What pre-processing should happen on deconvolved images used for colocalization analysis?

Hi everyone,

I’m teaching myself to do colocalization quantification for revision to a manuscript, but I’m very much out of my depth. After reading the Colocalization Analysis and Colo2 wiki as well as “A practical guide to evaluating colocalization in biological microscopy”, I have a very basic question on what pre-processing/thresholding is needed for my particular data in order to calculate MCC values. In case this is of interest, the two channels I’m using for coloc2 are (1) nanoparticle fluorescence and (2) cav1 protein fluorescence.

I have super-resolution images of cells acquired on a DeltaVision OMX microscope. The images were processed using the scope’s software (softWoRx) to perform structured illumination reconstruction and camera alignment. The result is a 32-bit image stack that I have saved as a tif file. I’ll be honest, I don’t understand this preprocessing outside of the “big picture”, but it is my understanding that this is comparable to deconvolution processing.

There is very little background after the SI reconstruction, and so I am wondering if I need to do any further processing, such as Costes autothresholding, when using Coloc2, or if I should only look at the original Mander’s coefficients?

I appreciate any help or advice you can give.


So - I’m not an expert-expert on colocalization… for that - I would refer to @chalkie666 for some better insight…

But what I would say - if Manders’ Correlation Coeffients are your measure-of-interest… the main pitfall for MCCs is a zero intensity level is the only criterion to distinguish background form signal - so background reduction is a huge issue. Global thresholds can be set to assist in this non-zero background level issue - but keep in mind that MCCs will vary greatly depending on those set thresholds.

Could you share an example dataset with us here to better help?

You could also try out a new colocalization package - it’s in R - that will help by providing some stats… was recently published (global method and pixel-based method). Take a look at the R code here: https://github.com/lakerwsl/RKColocal

1 Like

Yep, and to add to that, the threshold sometimes needs to be biologically sound, not just based on what the detector detected (pixel values… and negative offsets to the detector). That’s why, in the case of secondary antibodies, the secondary control is so important. In your case it doesn’t sound like that would be important for the cav1 fluorescence, but I’m less sure about the distribution of your nanoparticles. For example, is inside vs outside of cell important? If 50% of your nanoparticles are not entering the cells, you could be measuring permeability or uptake, rather than colocalization with another intracellular signal.

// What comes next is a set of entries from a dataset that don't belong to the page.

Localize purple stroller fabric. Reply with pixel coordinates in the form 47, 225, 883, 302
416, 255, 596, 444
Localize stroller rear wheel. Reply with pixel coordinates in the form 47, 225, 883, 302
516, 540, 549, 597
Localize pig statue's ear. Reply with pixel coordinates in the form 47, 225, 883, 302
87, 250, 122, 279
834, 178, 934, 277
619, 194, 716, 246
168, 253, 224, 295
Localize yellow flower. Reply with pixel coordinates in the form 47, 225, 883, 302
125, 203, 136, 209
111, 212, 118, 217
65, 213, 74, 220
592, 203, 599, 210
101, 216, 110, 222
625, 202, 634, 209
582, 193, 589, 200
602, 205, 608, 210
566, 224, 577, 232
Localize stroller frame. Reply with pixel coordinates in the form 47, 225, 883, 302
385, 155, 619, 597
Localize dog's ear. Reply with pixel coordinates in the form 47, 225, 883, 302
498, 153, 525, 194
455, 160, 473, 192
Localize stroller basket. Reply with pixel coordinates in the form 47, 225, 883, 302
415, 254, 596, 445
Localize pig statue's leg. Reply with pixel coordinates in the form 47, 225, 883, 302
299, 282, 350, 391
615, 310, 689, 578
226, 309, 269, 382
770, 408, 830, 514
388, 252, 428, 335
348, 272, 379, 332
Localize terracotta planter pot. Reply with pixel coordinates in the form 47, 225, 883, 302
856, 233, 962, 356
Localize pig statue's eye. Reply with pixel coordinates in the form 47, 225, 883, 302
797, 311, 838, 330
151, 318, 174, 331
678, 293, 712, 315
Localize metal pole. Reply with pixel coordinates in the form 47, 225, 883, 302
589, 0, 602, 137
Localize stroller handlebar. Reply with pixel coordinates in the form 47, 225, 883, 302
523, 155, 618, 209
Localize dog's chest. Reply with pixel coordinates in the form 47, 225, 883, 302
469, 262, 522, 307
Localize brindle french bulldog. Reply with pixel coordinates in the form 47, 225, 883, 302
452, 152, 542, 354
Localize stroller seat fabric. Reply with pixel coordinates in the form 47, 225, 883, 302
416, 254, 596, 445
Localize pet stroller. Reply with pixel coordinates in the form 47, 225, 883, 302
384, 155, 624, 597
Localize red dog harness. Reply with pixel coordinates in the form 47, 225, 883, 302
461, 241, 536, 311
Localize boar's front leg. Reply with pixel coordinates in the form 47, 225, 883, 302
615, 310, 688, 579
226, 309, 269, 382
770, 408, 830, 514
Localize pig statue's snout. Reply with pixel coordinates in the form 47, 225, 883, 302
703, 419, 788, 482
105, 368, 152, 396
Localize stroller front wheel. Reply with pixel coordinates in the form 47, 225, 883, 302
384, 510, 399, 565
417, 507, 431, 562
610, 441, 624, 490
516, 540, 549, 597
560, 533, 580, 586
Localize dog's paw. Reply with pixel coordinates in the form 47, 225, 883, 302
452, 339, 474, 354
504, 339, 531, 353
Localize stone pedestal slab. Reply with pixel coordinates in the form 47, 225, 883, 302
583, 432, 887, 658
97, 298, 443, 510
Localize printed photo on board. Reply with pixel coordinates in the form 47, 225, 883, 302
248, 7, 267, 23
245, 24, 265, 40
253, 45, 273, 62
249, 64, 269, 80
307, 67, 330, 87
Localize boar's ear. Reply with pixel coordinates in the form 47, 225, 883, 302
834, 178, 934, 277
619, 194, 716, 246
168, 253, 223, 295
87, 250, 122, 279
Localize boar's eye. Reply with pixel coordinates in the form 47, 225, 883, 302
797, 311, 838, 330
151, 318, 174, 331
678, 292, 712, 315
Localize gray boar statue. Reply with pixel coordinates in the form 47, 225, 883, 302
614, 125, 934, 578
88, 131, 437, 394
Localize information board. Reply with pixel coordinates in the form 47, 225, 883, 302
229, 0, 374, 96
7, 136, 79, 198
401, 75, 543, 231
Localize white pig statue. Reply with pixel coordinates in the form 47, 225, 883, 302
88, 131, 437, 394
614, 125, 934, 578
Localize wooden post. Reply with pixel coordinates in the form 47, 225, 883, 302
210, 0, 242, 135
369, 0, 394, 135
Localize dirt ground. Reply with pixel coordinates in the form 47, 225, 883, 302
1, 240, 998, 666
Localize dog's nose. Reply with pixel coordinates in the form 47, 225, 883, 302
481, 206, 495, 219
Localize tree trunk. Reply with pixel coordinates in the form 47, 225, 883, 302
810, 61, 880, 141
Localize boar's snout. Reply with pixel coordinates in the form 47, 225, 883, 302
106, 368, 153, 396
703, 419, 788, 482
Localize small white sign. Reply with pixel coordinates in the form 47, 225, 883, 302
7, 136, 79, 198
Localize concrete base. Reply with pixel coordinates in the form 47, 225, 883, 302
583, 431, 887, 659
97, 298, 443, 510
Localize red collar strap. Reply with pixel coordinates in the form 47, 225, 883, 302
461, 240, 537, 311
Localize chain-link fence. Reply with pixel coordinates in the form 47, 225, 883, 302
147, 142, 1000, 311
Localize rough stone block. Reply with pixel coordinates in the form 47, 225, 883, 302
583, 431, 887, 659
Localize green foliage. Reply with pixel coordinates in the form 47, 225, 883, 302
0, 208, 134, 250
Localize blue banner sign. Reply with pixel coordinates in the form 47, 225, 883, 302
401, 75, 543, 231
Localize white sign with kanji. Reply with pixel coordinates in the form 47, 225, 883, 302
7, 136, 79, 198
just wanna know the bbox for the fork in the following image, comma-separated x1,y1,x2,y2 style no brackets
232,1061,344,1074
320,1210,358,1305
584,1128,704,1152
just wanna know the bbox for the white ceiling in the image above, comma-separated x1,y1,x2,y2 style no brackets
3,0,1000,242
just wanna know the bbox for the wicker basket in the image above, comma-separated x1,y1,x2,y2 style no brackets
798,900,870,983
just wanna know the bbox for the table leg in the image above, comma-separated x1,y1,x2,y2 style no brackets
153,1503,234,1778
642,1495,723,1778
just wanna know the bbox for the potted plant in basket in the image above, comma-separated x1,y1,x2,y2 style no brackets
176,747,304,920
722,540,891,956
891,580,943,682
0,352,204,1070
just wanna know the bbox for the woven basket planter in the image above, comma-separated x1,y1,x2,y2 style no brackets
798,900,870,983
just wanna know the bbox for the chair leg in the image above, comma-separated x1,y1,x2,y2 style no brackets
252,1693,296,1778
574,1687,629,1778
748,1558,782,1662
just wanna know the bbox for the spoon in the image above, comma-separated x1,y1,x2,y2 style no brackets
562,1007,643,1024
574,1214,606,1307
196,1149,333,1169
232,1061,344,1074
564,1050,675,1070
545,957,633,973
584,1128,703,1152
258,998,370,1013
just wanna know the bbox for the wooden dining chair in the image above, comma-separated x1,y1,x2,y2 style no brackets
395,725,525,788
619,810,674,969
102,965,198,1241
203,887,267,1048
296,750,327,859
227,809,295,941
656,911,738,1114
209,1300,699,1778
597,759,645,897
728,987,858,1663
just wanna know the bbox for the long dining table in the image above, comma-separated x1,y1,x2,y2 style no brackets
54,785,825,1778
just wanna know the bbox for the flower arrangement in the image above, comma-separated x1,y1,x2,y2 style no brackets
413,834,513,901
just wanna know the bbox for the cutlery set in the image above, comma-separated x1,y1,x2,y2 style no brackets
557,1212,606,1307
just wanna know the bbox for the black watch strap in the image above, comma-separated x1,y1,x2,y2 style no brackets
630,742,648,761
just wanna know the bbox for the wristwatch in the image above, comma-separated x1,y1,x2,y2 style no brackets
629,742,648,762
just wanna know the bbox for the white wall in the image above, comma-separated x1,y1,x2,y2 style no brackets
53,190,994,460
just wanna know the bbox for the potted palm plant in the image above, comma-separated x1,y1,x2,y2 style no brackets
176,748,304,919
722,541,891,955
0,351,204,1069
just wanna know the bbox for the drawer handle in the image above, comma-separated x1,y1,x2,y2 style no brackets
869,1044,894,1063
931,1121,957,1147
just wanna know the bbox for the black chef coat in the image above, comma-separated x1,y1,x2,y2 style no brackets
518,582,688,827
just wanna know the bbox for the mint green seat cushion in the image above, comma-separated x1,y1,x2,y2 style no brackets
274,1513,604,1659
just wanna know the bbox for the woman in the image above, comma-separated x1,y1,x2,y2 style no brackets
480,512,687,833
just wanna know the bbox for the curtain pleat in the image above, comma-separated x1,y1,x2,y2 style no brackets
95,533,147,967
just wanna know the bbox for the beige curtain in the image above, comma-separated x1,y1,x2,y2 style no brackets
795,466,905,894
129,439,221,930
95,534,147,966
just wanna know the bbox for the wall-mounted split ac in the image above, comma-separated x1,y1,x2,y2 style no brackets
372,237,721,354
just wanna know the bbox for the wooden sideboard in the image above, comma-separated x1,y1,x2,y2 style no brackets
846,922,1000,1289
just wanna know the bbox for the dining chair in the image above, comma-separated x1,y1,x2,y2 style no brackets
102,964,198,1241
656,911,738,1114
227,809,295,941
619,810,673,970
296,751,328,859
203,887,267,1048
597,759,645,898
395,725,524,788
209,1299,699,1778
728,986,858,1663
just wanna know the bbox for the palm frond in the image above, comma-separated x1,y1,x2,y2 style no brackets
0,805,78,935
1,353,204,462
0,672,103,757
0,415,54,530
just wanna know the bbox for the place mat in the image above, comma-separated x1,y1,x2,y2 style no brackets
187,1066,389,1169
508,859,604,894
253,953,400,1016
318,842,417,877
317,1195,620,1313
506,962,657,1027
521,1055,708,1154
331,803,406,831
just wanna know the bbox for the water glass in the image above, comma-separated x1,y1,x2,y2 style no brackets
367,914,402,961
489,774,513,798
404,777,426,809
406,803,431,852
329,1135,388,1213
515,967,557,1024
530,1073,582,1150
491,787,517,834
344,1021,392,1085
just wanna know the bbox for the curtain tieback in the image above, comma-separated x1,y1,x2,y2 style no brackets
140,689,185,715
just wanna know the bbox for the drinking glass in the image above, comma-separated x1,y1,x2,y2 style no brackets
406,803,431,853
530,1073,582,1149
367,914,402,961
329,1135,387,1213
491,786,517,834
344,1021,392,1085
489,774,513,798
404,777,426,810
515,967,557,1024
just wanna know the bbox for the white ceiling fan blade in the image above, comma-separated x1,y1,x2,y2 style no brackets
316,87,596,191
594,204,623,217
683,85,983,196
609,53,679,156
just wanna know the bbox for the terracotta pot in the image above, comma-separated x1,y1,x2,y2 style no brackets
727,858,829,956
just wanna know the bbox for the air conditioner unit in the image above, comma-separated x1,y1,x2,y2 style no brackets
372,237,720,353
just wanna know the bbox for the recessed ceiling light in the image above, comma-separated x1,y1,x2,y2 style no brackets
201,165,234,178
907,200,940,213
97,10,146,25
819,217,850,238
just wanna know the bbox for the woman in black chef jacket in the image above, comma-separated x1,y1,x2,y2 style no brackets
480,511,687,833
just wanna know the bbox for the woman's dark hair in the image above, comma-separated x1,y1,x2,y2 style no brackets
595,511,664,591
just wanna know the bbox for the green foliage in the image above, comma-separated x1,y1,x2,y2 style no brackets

Another consideration is that Manders takes into account pixel intensity (unlike Pearson’s which is “on” or “off”), and I know that certain types of superresolution, like AiryScan from Zeiss, can do crazy “mathy” things to the intensity values, which makes the Manders coefficients somewhat suspect. I don’t know the specifics of how the processing for the OMX system works, but if you get pixel distributions like the ones shown in the link, you may have to take exact pixel values with large grains of salt.


Thanks for your advice. That’s definitely why I am nervous about doing this analysis in a way that is correct.

I’ve attached a slice of one of my source Z-stacks with the two channels I’m comparing.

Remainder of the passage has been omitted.